On Wednesday the European Union (EU) voted on legislation that will ban cloned meat and other animal products in the European food supply. The legislation will meet its final hurdle in the hands of the ministers of the 27 EU member states. In September these governments will finalize the rules of the bill with EU legislators.
Corinne Lepage, a French member of the European Parliament, explained that, “Although no safety concerns have been identified so far with meat produced from cloned animals, this technique raises serious issues about animal welfare, reduction of biodiversity, as well as ethical concerns,” reported the New York Times.
These concerns stem from the reality that many cloned animals suffer higher rates of infection, tumor growth, and other disorders. Many cloned animals are abnormally large, and over 90 percent of cloning attempts fail. The cloned animals that do survive often die unusually young from undetermined causes.
Currently cloned animal products are not allowed to be produced in the EU but there is no regulation of imports. FarmingUK.com reports Stewart Stevenson, a member of the Scottish Parliament, commenting on cloned animal products, “This is an outrageous situation where we have imposed strict controls on our own industry but have no way of ensuring imports meet the same rigorous standards. We currently import billions of pounds worth of meat every year from the U.S., Brazil, Argentina, and elsewhere, where cloning is widespread with few regulatory controls. Some of this meat could be from first generation cloned animals. We simply have no way of knowing.”

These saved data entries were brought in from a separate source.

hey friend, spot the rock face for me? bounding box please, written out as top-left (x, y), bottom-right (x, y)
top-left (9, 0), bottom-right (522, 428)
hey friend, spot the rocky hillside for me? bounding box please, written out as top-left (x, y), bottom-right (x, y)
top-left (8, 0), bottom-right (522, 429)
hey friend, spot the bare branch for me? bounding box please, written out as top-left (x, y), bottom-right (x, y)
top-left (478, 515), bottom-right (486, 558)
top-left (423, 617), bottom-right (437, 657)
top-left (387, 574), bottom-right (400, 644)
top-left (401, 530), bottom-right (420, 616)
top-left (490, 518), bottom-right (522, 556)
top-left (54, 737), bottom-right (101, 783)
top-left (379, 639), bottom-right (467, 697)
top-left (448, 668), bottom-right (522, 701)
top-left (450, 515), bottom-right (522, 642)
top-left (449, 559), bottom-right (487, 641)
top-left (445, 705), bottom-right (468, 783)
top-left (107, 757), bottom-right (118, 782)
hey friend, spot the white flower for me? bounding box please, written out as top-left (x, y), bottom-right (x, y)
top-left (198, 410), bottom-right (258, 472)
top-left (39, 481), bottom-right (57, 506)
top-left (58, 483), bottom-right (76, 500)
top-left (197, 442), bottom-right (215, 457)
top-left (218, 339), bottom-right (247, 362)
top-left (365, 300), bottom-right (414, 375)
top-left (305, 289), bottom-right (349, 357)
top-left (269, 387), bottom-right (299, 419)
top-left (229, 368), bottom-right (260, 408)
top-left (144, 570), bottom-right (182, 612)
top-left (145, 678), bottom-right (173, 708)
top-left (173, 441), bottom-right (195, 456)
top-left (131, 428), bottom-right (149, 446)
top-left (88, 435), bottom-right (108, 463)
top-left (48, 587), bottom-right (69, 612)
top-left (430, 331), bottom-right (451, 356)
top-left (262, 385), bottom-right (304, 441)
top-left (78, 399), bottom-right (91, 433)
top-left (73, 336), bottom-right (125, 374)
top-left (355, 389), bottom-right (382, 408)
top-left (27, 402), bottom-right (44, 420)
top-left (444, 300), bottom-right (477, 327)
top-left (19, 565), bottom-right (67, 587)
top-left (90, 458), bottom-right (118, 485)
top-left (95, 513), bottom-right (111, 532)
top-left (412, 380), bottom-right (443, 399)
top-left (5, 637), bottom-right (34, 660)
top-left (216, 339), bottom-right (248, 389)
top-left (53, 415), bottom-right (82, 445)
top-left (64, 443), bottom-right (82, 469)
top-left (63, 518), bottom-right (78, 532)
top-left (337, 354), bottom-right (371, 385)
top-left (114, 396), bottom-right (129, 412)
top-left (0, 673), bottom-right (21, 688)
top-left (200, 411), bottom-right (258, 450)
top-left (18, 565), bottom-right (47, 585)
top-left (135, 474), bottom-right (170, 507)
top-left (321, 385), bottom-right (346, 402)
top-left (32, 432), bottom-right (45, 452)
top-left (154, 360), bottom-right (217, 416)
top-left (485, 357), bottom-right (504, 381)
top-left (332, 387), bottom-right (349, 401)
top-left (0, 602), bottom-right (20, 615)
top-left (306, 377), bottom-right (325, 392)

He concluded, “I am therefore delighted that a big majority of MEPs supported a call for the Commission to produce an urgent resolution on cloned imports while in the meantime banning all meat imports from outside the EU unless they can be accompanied by a certificate. We have no desire to trigger a trade war with countries outside the EU, but they have to realize that their exports must comply with the same standards we apply to our own home-grown products. There must be a level playing field.”
Scottish legislators are not the only politicians outraged at animal cloning. Many politicians in the U.S. have called on the U.S. Food and Drug Administration and U.S. Department of Agriculture to do additional research on cloned products. A number of U.S. companies voluntarily committed to banning cloned animal material in their foods. These companies include Kraft Foods Inc, General Mills Inc, Campbell Soup Co, Nestle SA, California Pizza Kitchen, Inc. and Supervalu, Inc., as reported in Reuters Magazine.
Stewart Stevenson claims that the U.S. has few regulatory controls on cloned animal products, and he is not far off. Back in 2008, after five years of research, the FDA released a report declaring that meat and milk from cloned animals is as safe for commercial consumption as the meat and milk of naturally born animals. Based off these studies, the FDA lifted the moratorium on cloned food and formally allowed cloned meat and dairy into the American food supply.
The FDA does not demand that cloned products be labeled, so today consumers have no way of knowing if we are buying cloned meat or milk. In September of 2008 Reuters reported that the FDA announced that cloned animal products had probably entered our food supply and were impossible to track or identify.
Though members of the Scottish parliament are outspoken against cloned animals, the first cloned animal on earth was created by Scottish scientists. Dolly the sheep has become a famous symbol for the cloning industry. Since Dolly’s day, over twenty additional animals have been successfully cloned, including dogs, cats, monkeys and water buffalo. Cloning has attracted different types of entrepreneurs ranging from a failed business attempt at cloning domestic household pets for commercial distribution, to successful widespread export of cloned American bull semen for insemination of European cattle.